27 novembre 2015
Une pétition de 10 000 noms déposée à l’Assemblée nationale
Par: Julie Lambert

Le groupe citoyen Non à une marée noire dans le Saint-Laurent a déposé le 26 novembre une pétition de 10 000 noms à l’Assemblée nationale. Des signataires de la région espèrent qu’elle permettra au gouvernement de s’ouvrir les yeux sur les dangers d’autoriser le transport de produits pétroliers sur le territoire et ses impacts sur les citoyens.

Dans cette pétition déposée par le député péquiste Harold Lebel, le groupe demandait à l’Assemblée nationale de s’opposer au passage par train au Québec de produits voués à l’exportation surtout en raison des risques élevés pour les écosystèmes et la sécurité publique.

Selon un des membres du Regroupement citoyen contre les sables bitumineux et pour le développement durable de Sorel-Tracy, Denis Robillard, il était important pour le groupe de soutenir cette initiative surtout qu’elle touche directement le territoire.
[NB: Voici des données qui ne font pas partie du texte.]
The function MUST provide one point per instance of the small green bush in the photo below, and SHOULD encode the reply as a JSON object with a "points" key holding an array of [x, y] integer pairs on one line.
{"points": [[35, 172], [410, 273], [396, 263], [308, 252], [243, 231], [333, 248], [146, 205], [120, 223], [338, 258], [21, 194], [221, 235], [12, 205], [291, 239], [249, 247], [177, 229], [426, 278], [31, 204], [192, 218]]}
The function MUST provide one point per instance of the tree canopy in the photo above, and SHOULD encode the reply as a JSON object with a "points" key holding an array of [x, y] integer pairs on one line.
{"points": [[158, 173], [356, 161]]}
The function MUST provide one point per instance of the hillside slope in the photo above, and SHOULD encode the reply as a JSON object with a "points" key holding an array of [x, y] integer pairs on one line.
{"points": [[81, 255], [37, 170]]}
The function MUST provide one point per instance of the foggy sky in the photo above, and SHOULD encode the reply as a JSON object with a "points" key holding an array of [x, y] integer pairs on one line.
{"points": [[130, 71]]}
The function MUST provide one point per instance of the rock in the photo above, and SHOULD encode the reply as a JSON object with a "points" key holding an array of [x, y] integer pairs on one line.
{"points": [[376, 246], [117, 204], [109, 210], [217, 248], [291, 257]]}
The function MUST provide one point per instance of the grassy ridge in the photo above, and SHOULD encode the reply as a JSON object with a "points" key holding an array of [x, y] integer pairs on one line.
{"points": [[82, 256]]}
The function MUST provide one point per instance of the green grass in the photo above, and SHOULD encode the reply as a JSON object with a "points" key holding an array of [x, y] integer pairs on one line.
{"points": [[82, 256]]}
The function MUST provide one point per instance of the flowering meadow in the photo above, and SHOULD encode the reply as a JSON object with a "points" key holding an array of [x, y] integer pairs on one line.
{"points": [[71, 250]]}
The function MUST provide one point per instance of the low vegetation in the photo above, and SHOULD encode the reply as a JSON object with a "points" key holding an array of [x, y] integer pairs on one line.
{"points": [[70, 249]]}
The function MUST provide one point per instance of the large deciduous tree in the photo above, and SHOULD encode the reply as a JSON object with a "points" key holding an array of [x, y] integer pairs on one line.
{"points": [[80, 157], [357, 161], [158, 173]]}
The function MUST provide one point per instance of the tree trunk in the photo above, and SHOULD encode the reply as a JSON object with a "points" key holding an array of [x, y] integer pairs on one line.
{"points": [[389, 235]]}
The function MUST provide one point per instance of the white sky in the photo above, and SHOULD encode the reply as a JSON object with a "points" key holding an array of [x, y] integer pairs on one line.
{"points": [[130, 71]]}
« Nous souhaitons l’arrêt du transport pétrolier. Il faut un plan d’action pour en débarrasser le Québec. Un virage du gouvernement est nécessaire. Nous sommes encore très touchés malgré un ralentissement du marché pétrolier. On sent que ça reprend alors qu’aucune mesure minimale de sécurité n’a été instaurée », déplore-t-il.

Le député de Richelieu Sylvain Rochon croit que le nombre élevé de signataires est une démonstration que les Québécois se mobilisent très massivement pour dire non au transport de pétrole des sables bitumineux de l’Alberta sur le sol de la province.

Il souligne que son parti a toujours demandé qu’un Bureau d’audiences publiques sur l’environnement (BAPE) se tienne sur le projet puisque plusieurs villes sont concernées.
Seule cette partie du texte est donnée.